Test etmesi çok kolay. Hedefler var mı, ölçülüyor mu, bu durumdan herkes haberdar mı?
Bu üç soruya verilecek evet cevabının ses tonu, sona doğru, duyulamayacak kadar kısıklaşıyorsa; durum, üstünüzün sizi sevip sevmediğine indirgenmiş demektir. seviliyorsanız, bu da iyi birşey. Şimdilik.
Hedeflendirme, KPI, ana performans göstergeleri; adına ne derseniz deyin; sağlıklı bir yapı için yapılması gereken en önemli şey. Ancak, bu şekilde, Yönetim Kurulu, CEO, diğer C’ler ve diğer çalışanlardan verim alınabilir. Bu da yetmez; hedefleri belirleyip kişilerle paylaştıktan sonra, herkesin herşeyi tam olarak değil, sizin anlatmak istediğiniz içerikle anlamış olduğundan emin olmak gerek. Aksi taktirde, bir şirket dolusu rüya yorumcusu ile başbaşa kalmış olabilirsiniz.

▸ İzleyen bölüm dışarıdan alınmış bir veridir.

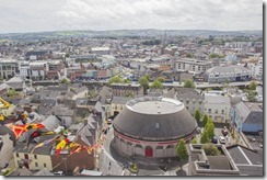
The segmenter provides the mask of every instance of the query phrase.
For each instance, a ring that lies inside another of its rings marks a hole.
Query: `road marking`
[[[242,150],[242,148],[240,146],[237,146],[237,148],[240,149],[240,151],[242,153],[242,155],[245,157],[246,161],[249,164],[249,165],[253,165],[252,161],[248,159],[248,157],[246,156],[246,154]]]

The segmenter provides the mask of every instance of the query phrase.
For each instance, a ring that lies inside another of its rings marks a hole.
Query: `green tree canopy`
[[[205,126],[205,131],[207,131],[209,139],[212,139],[214,136],[214,124],[211,119],[208,120],[208,123]]]
[[[143,87],[143,93],[147,93],[149,89],[149,80],[146,76],[138,79],[138,82]]]
[[[120,78],[119,76],[114,76],[108,81],[109,85],[112,85],[112,83],[123,83],[123,82],[124,82],[124,79]]]
[[[188,157],[188,151],[187,151],[186,143],[184,139],[179,140],[179,143],[176,147],[176,151],[177,151],[179,160],[185,160]]]
[[[257,101],[257,92],[256,91],[253,91],[253,90],[248,90],[247,93],[246,93],[246,98],[248,101],[251,102],[255,102]]]
[[[224,57],[223,55],[218,55],[218,54],[214,54],[214,53],[209,55],[209,58],[223,58],[223,57]]]
[[[209,143],[209,136],[208,136],[208,132],[207,132],[206,130],[205,130],[204,133],[201,134],[200,143],[201,143],[201,144]]]
[[[184,88],[195,88],[195,85],[190,79],[186,79],[184,83]]]
[[[255,82],[255,80],[253,80],[249,85],[248,85],[248,89],[249,90],[256,90],[257,87],[257,82]]]
[[[206,126],[206,124],[208,123],[209,116],[207,114],[204,115],[204,120],[201,121],[202,127]]]
[[[193,56],[193,54],[187,53],[187,54],[185,55],[185,57],[187,57],[187,58],[191,58],[191,57],[194,57],[194,56]]]
[[[199,110],[196,110],[194,116],[195,116],[197,123],[199,124],[199,122],[200,122],[200,117],[201,117],[200,111],[199,111]]]
[[[218,147],[211,143],[202,145],[202,149],[208,156],[219,156],[221,154]]]
[[[67,78],[63,78],[60,80],[60,83],[70,85],[70,81]]]
[[[149,75],[147,74],[147,75],[144,75],[144,77],[148,79],[148,81],[150,80],[150,77],[149,77]]]
[[[191,144],[197,144],[197,138],[194,137],[191,140],[190,140]]]
[[[18,94],[18,92],[14,89],[11,89],[11,90],[8,91],[8,97],[11,97],[12,98],[12,97],[14,97],[16,94]]]
[[[163,89],[163,85],[159,80],[154,80],[151,85],[151,88],[153,89]]]
[[[164,77],[159,77],[159,78],[156,78],[156,80],[160,81],[160,82],[164,82],[165,78]]]

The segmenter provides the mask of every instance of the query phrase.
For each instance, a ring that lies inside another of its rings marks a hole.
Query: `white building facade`
[[[216,123],[230,122],[231,102],[229,97],[221,94],[205,94],[204,113]]]

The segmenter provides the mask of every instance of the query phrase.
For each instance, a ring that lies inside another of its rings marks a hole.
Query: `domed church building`
[[[177,156],[178,140],[190,140],[197,122],[181,101],[142,97],[128,101],[113,126],[113,147],[119,154],[164,158]]]

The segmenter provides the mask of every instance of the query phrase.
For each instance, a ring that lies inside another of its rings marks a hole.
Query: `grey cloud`
[[[55,30],[262,30],[262,0],[0,0],[0,33]]]

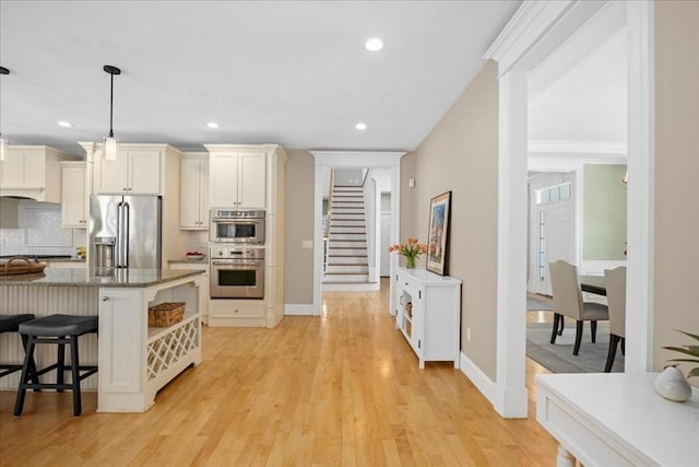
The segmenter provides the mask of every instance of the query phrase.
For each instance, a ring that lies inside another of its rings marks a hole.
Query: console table
[[[537,375],[536,420],[560,443],[556,465],[699,466],[699,390],[666,400],[656,374]]]
[[[425,269],[398,268],[392,288],[395,327],[411,345],[420,369],[426,361],[459,367],[461,281]]]

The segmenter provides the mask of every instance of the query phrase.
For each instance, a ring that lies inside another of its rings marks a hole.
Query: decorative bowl
[[[185,255],[188,261],[201,261],[206,255]]]

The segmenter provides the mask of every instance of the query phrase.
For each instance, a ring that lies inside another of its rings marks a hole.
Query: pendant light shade
[[[111,84],[109,86],[109,136],[105,137],[105,160],[116,161],[119,152],[119,142],[114,137],[114,75],[121,74],[121,70],[111,65],[105,65],[104,70],[110,74]]]
[[[8,140],[0,136],[0,161],[4,161],[8,156]]]
[[[4,67],[0,67],[0,74],[10,74],[10,70]],[[0,132],[0,161],[4,161],[8,157],[8,140],[2,138]]]

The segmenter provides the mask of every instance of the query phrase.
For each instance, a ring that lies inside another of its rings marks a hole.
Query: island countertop
[[[34,275],[1,276],[0,285],[146,288],[203,273],[198,269],[115,269],[96,276],[85,268],[47,268]]]

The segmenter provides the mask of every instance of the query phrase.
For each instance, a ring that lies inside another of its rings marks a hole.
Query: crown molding
[[[529,153],[557,154],[614,154],[626,159],[628,148],[625,141],[529,141]]]

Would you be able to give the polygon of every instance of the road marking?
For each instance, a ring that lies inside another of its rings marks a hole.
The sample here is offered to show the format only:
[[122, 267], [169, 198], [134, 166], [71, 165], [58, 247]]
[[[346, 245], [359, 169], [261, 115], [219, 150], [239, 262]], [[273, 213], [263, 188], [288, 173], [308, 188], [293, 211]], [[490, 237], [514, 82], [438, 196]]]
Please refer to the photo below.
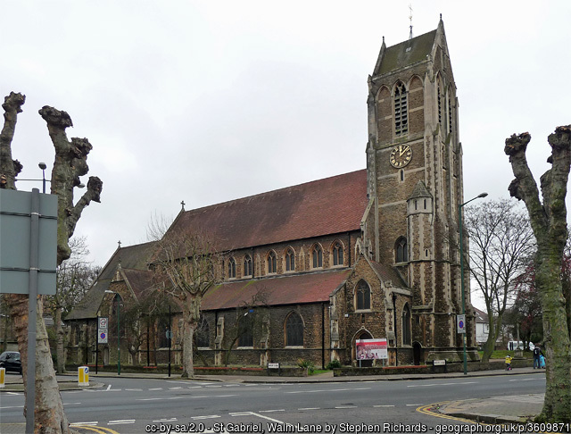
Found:
[[109, 421], [107, 425], [122, 425], [124, 423], [135, 423], [135, 419], [120, 419], [117, 421]]
[[456, 386], [461, 384], [476, 384], [477, 381], [463, 381], [460, 383], [430, 383], [430, 384], [413, 384], [410, 386], [407, 386], [407, 388], [431, 388], [433, 386]]
[[318, 393], [318, 392], [343, 392], [346, 390], [368, 390], [371, 388], [330, 388], [330, 389], [323, 389], [323, 390], [296, 390], [293, 392], [284, 392], [284, 393]]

Bunun olmadığı ortamdaki durum şudur: İyi niyetli herkes, yapabileceğinin en iyisini yapmaya çalışır, hatta yaptığından da emin olur. Sonuç ise koca bir hüsrandır.
Oysa, yöneticinin temel görevi, takımını uyum içinde, güvenlerini kazanarak, verimli olacakları ortamı hazırlayarak çalıştırmaktır. Çıtalar doğal olarak yükselecek, rabarba, yerini işleyen çarklara bırakacaktır.
Kar, ciro, adet/ton, mutlu çalışma ortamı, en az işten ayrılma, en çok sevilen şirket? Ne olmak isteyen bir dünyanız var/bir dünyada çalışıyorsunuz? Kara kaşınız, kara gözünüz için mi, yetki sahibi kötü bir espri yapsa bile kahkahalara boğulduğunuz için mi, her maile anında, katıldığınızı bildiren bir cümleyi en önce siz yazdığınız için mi; yoksa bir sonraki adımı düşünüp, daha ileriye gidebilmenin yollarını ararken yetki sahibini kızdırmak pahasına bu yolu seçtiğiniz için mi oradasınız?
Bu iş, genel müdürden başka kimsenin işi değildir. Hatta, belki de onun tek işi bunları saptayıp, takımına anlatıp, gerçekleşmesini sağlamaktır. Bunu yapmayan bir genel müdürle çalışıyorsanız, üzülün; her sabah yeni bir gündemle başbaşa kalacaksınız.